Archive for the ‘Big Data’ Category

Open datanarchy

Monday, November 7th, 2011

Open data is increasingly claimed to be “democratizing”. It is not clear to me where the “democracy” part is. If 99% of people decide to keep information private but 1% person disagrees, that 1% can still make that information publicly available. This is more like anarchy. There is a place for anarchy in the world – it is freedom at its most extreme. I am an overwhelming proponent of open data, but the price of data freedom is data vigilance.

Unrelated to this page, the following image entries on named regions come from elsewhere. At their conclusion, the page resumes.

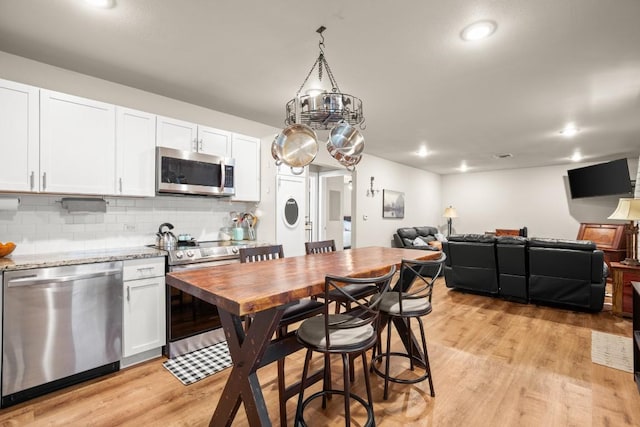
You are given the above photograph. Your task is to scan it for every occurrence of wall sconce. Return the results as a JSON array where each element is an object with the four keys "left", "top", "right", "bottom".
[
  {"left": 442, "top": 206, "right": 458, "bottom": 237},
  {"left": 367, "top": 177, "right": 380, "bottom": 197}
]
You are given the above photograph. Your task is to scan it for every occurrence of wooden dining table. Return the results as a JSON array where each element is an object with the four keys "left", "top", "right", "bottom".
[{"left": 166, "top": 247, "right": 440, "bottom": 426}]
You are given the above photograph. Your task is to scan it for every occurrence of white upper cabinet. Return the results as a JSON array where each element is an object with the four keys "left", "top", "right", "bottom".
[
  {"left": 156, "top": 116, "right": 198, "bottom": 151},
  {"left": 231, "top": 133, "right": 260, "bottom": 202},
  {"left": 0, "top": 80, "right": 39, "bottom": 192},
  {"left": 156, "top": 117, "right": 231, "bottom": 157},
  {"left": 115, "top": 107, "right": 156, "bottom": 197},
  {"left": 198, "top": 126, "right": 231, "bottom": 157},
  {"left": 40, "top": 89, "right": 116, "bottom": 195}
]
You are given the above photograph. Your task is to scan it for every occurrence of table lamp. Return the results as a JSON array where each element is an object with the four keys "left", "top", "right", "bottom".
[
  {"left": 609, "top": 198, "right": 640, "bottom": 266},
  {"left": 442, "top": 206, "right": 458, "bottom": 237}
]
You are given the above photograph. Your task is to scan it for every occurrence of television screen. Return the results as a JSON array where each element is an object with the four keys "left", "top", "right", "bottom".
[{"left": 567, "top": 159, "right": 631, "bottom": 199}]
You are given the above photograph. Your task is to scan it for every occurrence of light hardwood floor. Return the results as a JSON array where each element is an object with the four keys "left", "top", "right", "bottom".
[{"left": 0, "top": 280, "right": 640, "bottom": 427}]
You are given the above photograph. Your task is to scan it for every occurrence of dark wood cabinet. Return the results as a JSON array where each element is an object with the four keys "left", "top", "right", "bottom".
[
  {"left": 577, "top": 223, "right": 627, "bottom": 277},
  {"left": 631, "top": 282, "right": 640, "bottom": 392},
  {"left": 611, "top": 262, "right": 640, "bottom": 316}
]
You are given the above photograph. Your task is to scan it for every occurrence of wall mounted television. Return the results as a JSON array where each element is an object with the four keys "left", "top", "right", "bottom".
[{"left": 567, "top": 159, "right": 632, "bottom": 199}]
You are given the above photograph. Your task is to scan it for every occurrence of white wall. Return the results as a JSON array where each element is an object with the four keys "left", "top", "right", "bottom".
[
  {"left": 442, "top": 159, "right": 637, "bottom": 239},
  {"left": 351, "top": 155, "right": 446, "bottom": 247}
]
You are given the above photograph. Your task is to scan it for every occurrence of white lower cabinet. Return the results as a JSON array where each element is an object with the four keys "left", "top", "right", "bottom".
[{"left": 122, "top": 257, "right": 166, "bottom": 366}]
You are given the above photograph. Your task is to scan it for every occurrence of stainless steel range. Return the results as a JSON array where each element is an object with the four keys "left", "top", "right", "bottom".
[{"left": 165, "top": 240, "right": 257, "bottom": 358}]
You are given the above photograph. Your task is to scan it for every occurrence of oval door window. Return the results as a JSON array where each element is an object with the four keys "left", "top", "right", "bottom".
[{"left": 284, "top": 197, "right": 300, "bottom": 227}]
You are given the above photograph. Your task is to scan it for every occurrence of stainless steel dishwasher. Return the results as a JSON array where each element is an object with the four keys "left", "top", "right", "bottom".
[{"left": 2, "top": 261, "right": 122, "bottom": 407}]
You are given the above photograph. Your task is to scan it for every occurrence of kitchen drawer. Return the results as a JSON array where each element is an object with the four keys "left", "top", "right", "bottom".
[{"left": 122, "top": 257, "right": 165, "bottom": 282}]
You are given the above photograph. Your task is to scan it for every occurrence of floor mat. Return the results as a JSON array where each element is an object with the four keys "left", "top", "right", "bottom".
[
  {"left": 162, "top": 342, "right": 232, "bottom": 385},
  {"left": 591, "top": 331, "right": 633, "bottom": 372}
]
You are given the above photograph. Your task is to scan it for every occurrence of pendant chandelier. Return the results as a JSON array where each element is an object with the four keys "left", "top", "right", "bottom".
[{"left": 271, "top": 26, "right": 364, "bottom": 174}]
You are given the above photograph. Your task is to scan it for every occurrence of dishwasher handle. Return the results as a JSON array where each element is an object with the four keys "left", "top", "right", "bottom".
[{"left": 7, "top": 269, "right": 122, "bottom": 288}]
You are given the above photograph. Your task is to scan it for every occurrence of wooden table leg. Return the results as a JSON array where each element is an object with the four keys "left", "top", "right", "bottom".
[{"left": 209, "top": 308, "right": 282, "bottom": 427}]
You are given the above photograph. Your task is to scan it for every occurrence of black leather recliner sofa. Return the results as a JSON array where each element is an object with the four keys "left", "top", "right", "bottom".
[
  {"left": 496, "top": 236, "right": 529, "bottom": 302},
  {"left": 442, "top": 234, "right": 499, "bottom": 294},
  {"left": 442, "top": 234, "right": 607, "bottom": 311},
  {"left": 528, "top": 239, "right": 607, "bottom": 311}
]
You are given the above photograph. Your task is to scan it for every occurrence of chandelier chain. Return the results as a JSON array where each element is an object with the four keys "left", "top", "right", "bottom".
[{"left": 296, "top": 27, "right": 340, "bottom": 96}]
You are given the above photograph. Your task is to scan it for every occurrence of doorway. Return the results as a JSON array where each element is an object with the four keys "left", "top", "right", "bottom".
[{"left": 306, "top": 165, "right": 353, "bottom": 250}]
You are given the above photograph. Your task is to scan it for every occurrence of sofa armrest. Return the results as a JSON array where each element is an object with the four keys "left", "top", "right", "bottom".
[
  {"left": 591, "top": 249, "right": 607, "bottom": 283},
  {"left": 393, "top": 233, "right": 404, "bottom": 248}
]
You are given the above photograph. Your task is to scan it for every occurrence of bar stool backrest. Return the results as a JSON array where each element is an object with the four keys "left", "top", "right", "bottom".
[
  {"left": 392, "top": 252, "right": 447, "bottom": 314},
  {"left": 324, "top": 265, "right": 396, "bottom": 349},
  {"left": 238, "top": 245, "right": 284, "bottom": 263},
  {"left": 304, "top": 239, "right": 336, "bottom": 255}
]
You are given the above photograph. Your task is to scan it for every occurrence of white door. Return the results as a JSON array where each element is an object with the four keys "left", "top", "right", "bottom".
[
  {"left": 276, "top": 175, "right": 306, "bottom": 257},
  {"left": 320, "top": 175, "right": 344, "bottom": 250},
  {"left": 0, "top": 80, "right": 40, "bottom": 192},
  {"left": 116, "top": 107, "right": 156, "bottom": 197},
  {"left": 40, "top": 90, "right": 116, "bottom": 195},
  {"left": 122, "top": 276, "right": 166, "bottom": 357}
]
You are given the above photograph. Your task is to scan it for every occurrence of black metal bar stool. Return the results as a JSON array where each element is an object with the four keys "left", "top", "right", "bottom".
[
  {"left": 295, "top": 266, "right": 396, "bottom": 426},
  {"left": 371, "top": 253, "right": 447, "bottom": 400}
]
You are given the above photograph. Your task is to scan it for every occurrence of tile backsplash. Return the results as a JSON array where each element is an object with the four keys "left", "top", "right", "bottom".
[{"left": 0, "top": 194, "right": 255, "bottom": 255}]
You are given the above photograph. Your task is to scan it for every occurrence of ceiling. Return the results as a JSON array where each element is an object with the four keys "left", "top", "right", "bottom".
[{"left": 0, "top": 0, "right": 640, "bottom": 174}]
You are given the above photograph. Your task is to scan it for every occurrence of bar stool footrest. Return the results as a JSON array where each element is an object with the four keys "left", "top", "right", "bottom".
[
  {"left": 371, "top": 351, "right": 429, "bottom": 384},
  {"left": 295, "top": 389, "right": 375, "bottom": 427}
]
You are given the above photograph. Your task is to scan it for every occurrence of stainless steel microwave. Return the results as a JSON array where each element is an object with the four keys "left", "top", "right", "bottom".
[{"left": 156, "top": 147, "right": 235, "bottom": 196}]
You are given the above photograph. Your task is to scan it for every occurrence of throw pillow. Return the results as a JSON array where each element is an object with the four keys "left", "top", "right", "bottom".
[{"left": 413, "top": 237, "right": 428, "bottom": 246}]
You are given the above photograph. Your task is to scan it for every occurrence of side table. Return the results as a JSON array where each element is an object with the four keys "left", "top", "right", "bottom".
[{"left": 611, "top": 262, "right": 640, "bottom": 316}]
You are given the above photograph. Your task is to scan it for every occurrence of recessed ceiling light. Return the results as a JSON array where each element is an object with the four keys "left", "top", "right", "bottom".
[
  {"left": 560, "top": 123, "right": 578, "bottom": 138},
  {"left": 460, "top": 21, "right": 498, "bottom": 42},
  {"left": 84, "top": 0, "right": 116, "bottom": 9}
]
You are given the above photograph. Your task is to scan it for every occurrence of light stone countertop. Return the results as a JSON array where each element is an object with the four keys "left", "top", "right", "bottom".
[{"left": 0, "top": 247, "right": 167, "bottom": 272}]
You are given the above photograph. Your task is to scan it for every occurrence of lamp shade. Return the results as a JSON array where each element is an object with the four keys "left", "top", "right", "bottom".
[
  {"left": 609, "top": 198, "right": 640, "bottom": 221},
  {"left": 442, "top": 206, "right": 458, "bottom": 218}
]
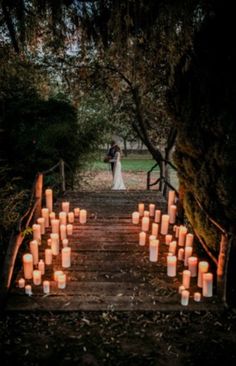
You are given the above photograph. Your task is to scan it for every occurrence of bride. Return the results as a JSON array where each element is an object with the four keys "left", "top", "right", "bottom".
[{"left": 112, "top": 145, "right": 126, "bottom": 190}]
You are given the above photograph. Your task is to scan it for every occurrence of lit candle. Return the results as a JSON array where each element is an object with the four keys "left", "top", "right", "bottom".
[
  {"left": 138, "top": 203, "right": 144, "bottom": 216},
  {"left": 149, "top": 239, "right": 159, "bottom": 262},
  {"left": 184, "top": 247, "right": 193, "bottom": 266},
  {"left": 188, "top": 257, "right": 198, "bottom": 277},
  {"left": 51, "top": 219, "right": 60, "bottom": 234},
  {"left": 45, "top": 188, "right": 53, "bottom": 213},
  {"left": 64, "top": 224, "right": 73, "bottom": 239},
  {"left": 33, "top": 269, "right": 42, "bottom": 286},
  {"left": 45, "top": 248, "right": 52, "bottom": 266},
  {"left": 132, "top": 211, "right": 139, "bottom": 225},
  {"left": 25, "top": 285, "right": 32, "bottom": 296},
  {"left": 161, "top": 215, "right": 170, "bottom": 235},
  {"left": 154, "top": 210, "right": 161, "bottom": 224},
  {"left": 149, "top": 203, "right": 155, "bottom": 217},
  {"left": 59, "top": 211, "right": 67, "bottom": 225},
  {"left": 61, "top": 247, "right": 71, "bottom": 268},
  {"left": 23, "top": 253, "right": 33, "bottom": 280},
  {"left": 178, "top": 248, "right": 184, "bottom": 261},
  {"left": 43, "top": 280, "right": 50, "bottom": 294},
  {"left": 193, "top": 292, "right": 201, "bottom": 302},
  {"left": 181, "top": 290, "right": 189, "bottom": 306},
  {"left": 170, "top": 205, "right": 177, "bottom": 224},
  {"left": 165, "top": 234, "right": 172, "bottom": 245},
  {"left": 50, "top": 233, "right": 59, "bottom": 255},
  {"left": 61, "top": 202, "right": 70, "bottom": 213},
  {"left": 167, "top": 255, "right": 177, "bottom": 277},
  {"left": 185, "top": 233, "right": 194, "bottom": 247},
  {"left": 32, "top": 224, "right": 41, "bottom": 244},
  {"left": 62, "top": 239, "right": 69, "bottom": 248},
  {"left": 178, "top": 225, "right": 188, "bottom": 247},
  {"left": 74, "top": 207, "right": 80, "bottom": 217},
  {"left": 57, "top": 273, "right": 66, "bottom": 288},
  {"left": 152, "top": 222, "right": 159, "bottom": 237},
  {"left": 79, "top": 210, "right": 87, "bottom": 224},
  {"left": 182, "top": 269, "right": 191, "bottom": 288},
  {"left": 60, "top": 225, "right": 67, "bottom": 240},
  {"left": 30, "top": 240, "right": 39, "bottom": 265},
  {"left": 202, "top": 272, "right": 213, "bottom": 297},
  {"left": 41, "top": 207, "right": 49, "bottom": 227},
  {"left": 142, "top": 217, "right": 149, "bottom": 231},
  {"left": 37, "top": 217, "right": 45, "bottom": 234},
  {"left": 18, "top": 278, "right": 25, "bottom": 288},
  {"left": 197, "top": 261, "right": 209, "bottom": 287},
  {"left": 38, "top": 259, "right": 45, "bottom": 275},
  {"left": 139, "top": 231, "right": 146, "bottom": 245},
  {"left": 169, "top": 240, "right": 177, "bottom": 255}
]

The phrase “democratizing data” came up more than once at the recent “Big Open Data Panel” panel at PeopleBrowsr Labs and on the “Philanthropy Panel” at CrowdConf, where I was a panelist, and the “Silicon Valley Humans Rights Conference“, where I was a regular participant. By “democratizing”, people simply meant “publishing online”, but by calling it “democratizing” it carries the implication of inherent good (and more divisively, that any opponent to publishing data is somehow non-democratic.) I question whether many people calling for open data really have the resources to also support the needed vigilance, or simply use the “democratizing” tag to absolve themselves from the consequences of publishing or republishing information.

Occupy Oakland

Occupy Oakland - this is what democracy looks like? Or this is what it looks like when people are no longer sure they are in a democracy

Returning to the 1% who make data public when the 99% disagree, that 1%-person can take part in further open data sharing with the others among the 1%, and the 99% can simply opt out of that channel of information. I joined the Occupy Wall Street protests in Oakland following the shooting of a former marine by Oakland Police. I hadn’t been closely involved with Occupy Wall Street until that point, but the decision to turn weapons upon a peaceful protest (especially against someone who had served two tours of duty for their country) was too much to ignore. When I was there, I wondered how much the 99% had previously opted out of financial channels long ago? Did everything get too far gone (at least in part) because the 1% had become so egregious and removed that the 99% had let them operate unchecked for too long?

Perhaps the same is happening with open data online. Cisco predicts that 90% of all web traffic will be video in the next three years. Let’s see who is democratizing it:

“the democratization process of video is ChatRoulette” Radvission.

“ChatRoulette represents a true breakdown and symbolic revolution of the relationship between content producers and consumers” Faster Times.

ChatRoulette, for those who don’t know it, is a very simple idea: it randomly and anonymously connects you to other users via a web-cam and instant messaging. Have you seen ChatRoulette lately? This is not what democracy looks like. If you have not seen it before, check out this old(ish) video of Merton in hooded top singing and playing piano to random people on ChatRoulette and take my word for it that the current user-base is not about partially concealed pianists – a very specific 1% has taken control of this channel. Chatroulette, and internet video as a whole, did not ‘democratize’ video – it became ‘voyeur takes all’.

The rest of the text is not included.